The session promised to consist of 10-minute rapid-fire discussions of the three most important changes happening in social marketing. To keep the discussion fresh, we had one prep call in which McCarty told the panelists his three predictions: Local Reach / Global Impact; Hyper Personalization; Marketing to Tomorrow’s Customer.

Rather than summarize my own panel, I thought I’d instead share my prep notes. This is exactly how I prepare for every session. I create one page of notes and I try to create a Twitter friendly “pull quote” for each answer. I emphasize the pull quote in my notes to make sure I remember to pause (signaling to the audience that it’s “time to tweet that”) after delivering the line.

Below are my unedited notes highlighting social media marketing trends. I’d love to hear what you consider the future of social marketing.

What is the state of social media marketing?


-       State of social is that we’re looking through the wrong end of the telescope – obsessed with the tools not content or business objective


Trend One: Marketing for Local Reach / Global Impact



    1. I am going to conflate “local” and “geo” a bit. But I haven’t seen the “killer app” for geo for B2B. Getting more engagement at events, sure. That’s nice. But it’s not exactly disruptive in the way it is in retail.

    2. From a B2B standpoint, if Highlight were to use LinkedIn’s API instead of or in addition to Facebook’s, then that’s potentially a very interesting tool for B2B companies. From a professional standpoint, I am much less interested in knowing that my college room mate’s best friend is nearby than I am in a hot prospect.



Trend Two: Hyper-personalization



    1. Collecting massive amounts of information on buyers isn’t new. Getting them to volunteer it, that’s what’s new. But for years marketers have been able to cobble behavioral information together into a “buyer persona”. Disney has thousands of distinct personas that they market to.

    2. I think the holy grail here is to reach the stage of a persona of one. But in some ways I think small business have been sold a bill of goods here. They are told that this is the great disruption – the ability to know exactly who your customers are, and build real relationships with them. And while that’s true to an extent. But to be able to scale happenstance is going to require some beefy technology. And that’s where big companies will again have an advantage.



Trend Three: Marketing now for tomorrow’s buyer



    1. Easily half of the speaking engagements I do are at colleges / business schools because I want next generation of marketers to “grow up with” a familiarity with Eloqua and a bias towards us.

    2. Corollary: It’s not just the next generation of buyers, but also the influencers of buyers. This isn’t necessarily “influence” in the Klout score way, but the person who (literally and figuratively) sits next to our buyer. Everyone is a potential advocate or detractor of a deal.



Question to Panel: What do you see as a major shift?



    1. Next shift is from where your brand is to what content your brand is spreading.
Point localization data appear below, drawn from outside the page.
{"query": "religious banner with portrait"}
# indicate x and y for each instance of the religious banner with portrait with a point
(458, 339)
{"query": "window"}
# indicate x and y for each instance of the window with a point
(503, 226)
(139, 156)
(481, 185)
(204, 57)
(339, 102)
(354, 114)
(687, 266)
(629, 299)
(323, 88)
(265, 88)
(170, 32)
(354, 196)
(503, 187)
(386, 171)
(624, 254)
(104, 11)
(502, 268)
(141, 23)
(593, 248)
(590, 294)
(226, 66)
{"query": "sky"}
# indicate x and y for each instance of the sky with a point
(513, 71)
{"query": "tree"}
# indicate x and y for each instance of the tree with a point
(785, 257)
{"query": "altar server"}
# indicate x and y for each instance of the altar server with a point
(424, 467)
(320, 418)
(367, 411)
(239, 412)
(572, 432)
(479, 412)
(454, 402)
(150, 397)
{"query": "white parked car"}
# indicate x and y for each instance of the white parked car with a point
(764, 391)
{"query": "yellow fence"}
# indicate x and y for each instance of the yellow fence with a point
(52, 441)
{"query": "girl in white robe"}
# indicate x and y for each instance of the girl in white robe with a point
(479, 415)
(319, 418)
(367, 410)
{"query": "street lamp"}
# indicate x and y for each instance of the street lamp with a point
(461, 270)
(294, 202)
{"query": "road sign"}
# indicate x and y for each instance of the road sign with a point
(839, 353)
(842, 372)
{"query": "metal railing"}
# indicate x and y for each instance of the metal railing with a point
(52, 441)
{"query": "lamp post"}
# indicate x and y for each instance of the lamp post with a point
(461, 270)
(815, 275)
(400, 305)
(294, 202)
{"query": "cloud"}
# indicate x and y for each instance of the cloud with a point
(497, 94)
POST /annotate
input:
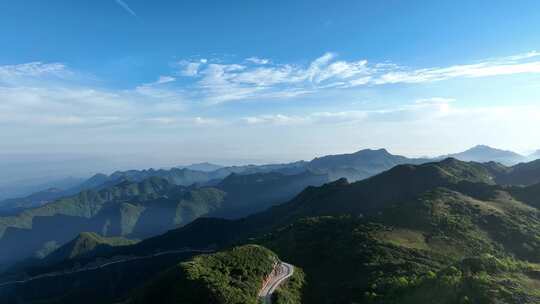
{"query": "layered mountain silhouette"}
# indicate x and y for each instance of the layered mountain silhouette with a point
(413, 234)
(483, 153)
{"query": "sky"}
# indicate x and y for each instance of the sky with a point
(157, 83)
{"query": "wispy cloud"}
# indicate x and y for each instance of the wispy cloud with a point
(255, 78)
(126, 7)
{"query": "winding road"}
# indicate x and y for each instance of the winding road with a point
(103, 265)
(281, 272)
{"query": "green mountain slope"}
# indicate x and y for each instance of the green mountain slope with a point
(392, 238)
(85, 244)
(233, 276)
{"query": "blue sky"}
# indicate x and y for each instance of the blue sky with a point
(168, 82)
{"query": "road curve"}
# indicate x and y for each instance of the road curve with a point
(282, 271)
(106, 264)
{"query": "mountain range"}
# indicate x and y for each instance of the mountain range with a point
(439, 232)
(404, 225)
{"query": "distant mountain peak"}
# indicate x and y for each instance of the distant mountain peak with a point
(485, 153)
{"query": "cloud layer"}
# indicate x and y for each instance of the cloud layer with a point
(256, 78)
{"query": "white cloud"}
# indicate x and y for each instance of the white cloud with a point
(258, 60)
(17, 73)
(258, 78)
(165, 79)
(126, 7)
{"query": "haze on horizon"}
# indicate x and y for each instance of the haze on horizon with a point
(131, 84)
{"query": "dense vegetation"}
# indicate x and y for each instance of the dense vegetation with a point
(230, 277)
(442, 232)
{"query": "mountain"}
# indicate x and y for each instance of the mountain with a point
(232, 276)
(534, 156)
(484, 153)
(130, 209)
(84, 244)
(204, 167)
(355, 166)
(142, 209)
(33, 200)
(359, 165)
(446, 234)
(266, 189)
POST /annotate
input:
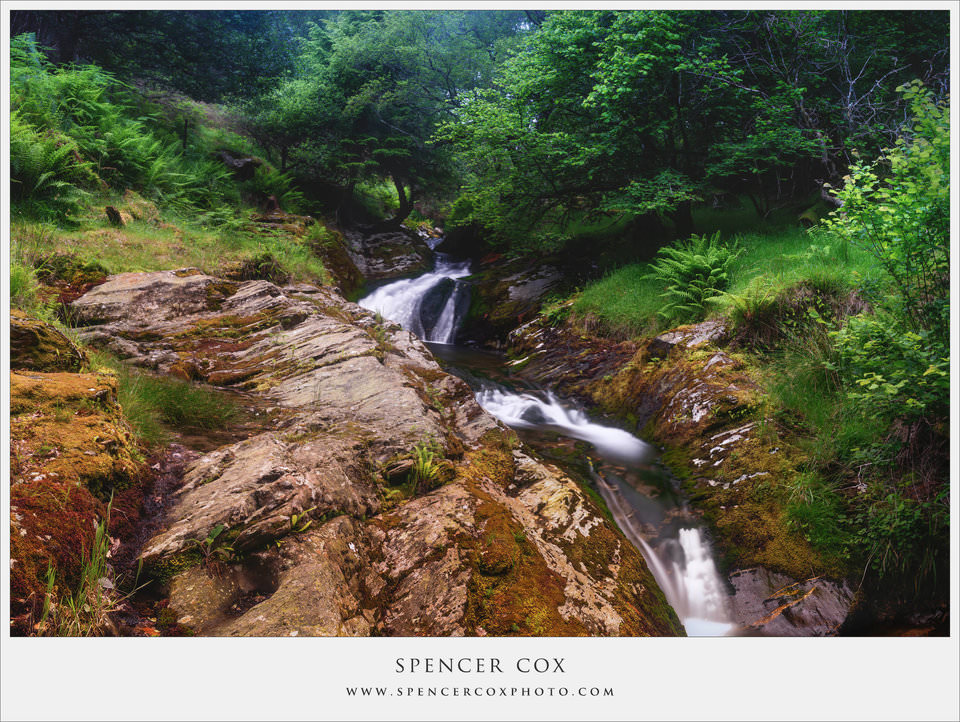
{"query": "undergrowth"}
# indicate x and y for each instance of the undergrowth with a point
(155, 405)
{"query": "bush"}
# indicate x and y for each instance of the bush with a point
(898, 208)
(77, 127)
(691, 274)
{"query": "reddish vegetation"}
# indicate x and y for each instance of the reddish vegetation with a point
(52, 524)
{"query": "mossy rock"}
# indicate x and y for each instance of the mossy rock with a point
(38, 346)
(71, 269)
(70, 427)
(263, 267)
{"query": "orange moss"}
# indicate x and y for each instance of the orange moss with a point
(69, 427)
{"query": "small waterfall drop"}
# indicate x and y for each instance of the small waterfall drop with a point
(681, 562)
(431, 305)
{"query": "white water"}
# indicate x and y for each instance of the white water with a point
(526, 411)
(401, 301)
(682, 566)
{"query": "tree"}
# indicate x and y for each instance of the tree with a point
(606, 112)
(371, 87)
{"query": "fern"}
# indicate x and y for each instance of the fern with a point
(691, 274)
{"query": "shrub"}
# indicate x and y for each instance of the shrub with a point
(691, 274)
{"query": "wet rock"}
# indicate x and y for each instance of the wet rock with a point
(773, 604)
(38, 346)
(254, 488)
(304, 499)
(688, 337)
(387, 254)
(508, 293)
(243, 167)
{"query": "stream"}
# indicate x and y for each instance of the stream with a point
(642, 496)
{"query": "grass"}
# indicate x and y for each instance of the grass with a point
(177, 243)
(153, 405)
(624, 304)
(85, 611)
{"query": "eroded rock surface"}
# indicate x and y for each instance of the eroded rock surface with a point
(321, 526)
(387, 254)
(701, 403)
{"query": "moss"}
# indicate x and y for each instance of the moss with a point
(187, 272)
(52, 522)
(165, 569)
(36, 345)
(95, 447)
(682, 403)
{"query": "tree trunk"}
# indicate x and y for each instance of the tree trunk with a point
(683, 219)
(406, 204)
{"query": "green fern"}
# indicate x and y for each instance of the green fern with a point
(691, 274)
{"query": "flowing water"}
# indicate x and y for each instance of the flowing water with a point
(431, 305)
(641, 495)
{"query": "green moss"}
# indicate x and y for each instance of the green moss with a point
(165, 569)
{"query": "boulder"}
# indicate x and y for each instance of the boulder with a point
(307, 543)
(768, 603)
(38, 346)
(387, 254)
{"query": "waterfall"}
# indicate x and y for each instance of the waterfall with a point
(681, 564)
(431, 305)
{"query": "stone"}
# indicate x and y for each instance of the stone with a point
(38, 346)
(769, 603)
(387, 254)
(301, 505)
(688, 337)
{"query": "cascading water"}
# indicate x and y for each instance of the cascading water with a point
(681, 561)
(431, 305)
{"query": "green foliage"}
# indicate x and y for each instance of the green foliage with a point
(84, 611)
(691, 274)
(898, 208)
(45, 171)
(816, 510)
(77, 128)
(213, 549)
(425, 471)
(268, 181)
(894, 372)
(904, 535)
(155, 405)
(300, 522)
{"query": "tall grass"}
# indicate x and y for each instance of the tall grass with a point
(156, 405)
(627, 301)
(84, 611)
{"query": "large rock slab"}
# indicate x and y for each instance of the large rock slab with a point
(319, 526)
(387, 254)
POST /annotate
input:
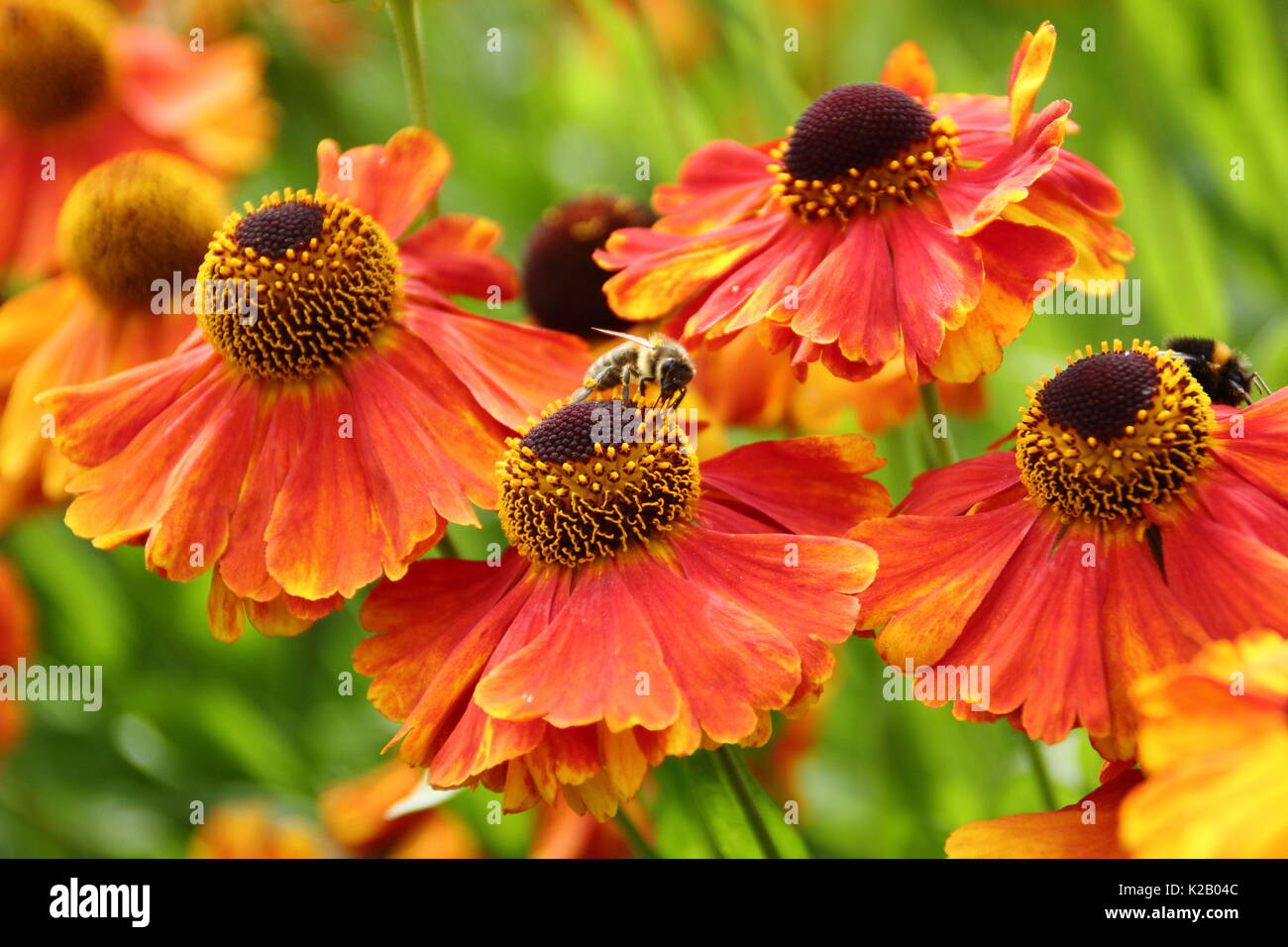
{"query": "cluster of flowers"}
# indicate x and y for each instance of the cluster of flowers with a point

    2. I honestly feel if you solve for content you will largely solve for social. I place the lion’s share of my attention on the content we produce, versus where it’s distributed.



Additonal pull quotes to incorporate into discussion/audience questions:


-       My challenge is managing the “cost of distraction.” Each time a new network becomes dubbed the hot new thing, the temptation is to jump on board, but sometimes there’s no shame in letting others learn for you.


-       If you are constantly chasing the next tool, you are going to spend your life on an elliptical machine.


-       Content & social lean on each other like  house. If one is weak, the other falls.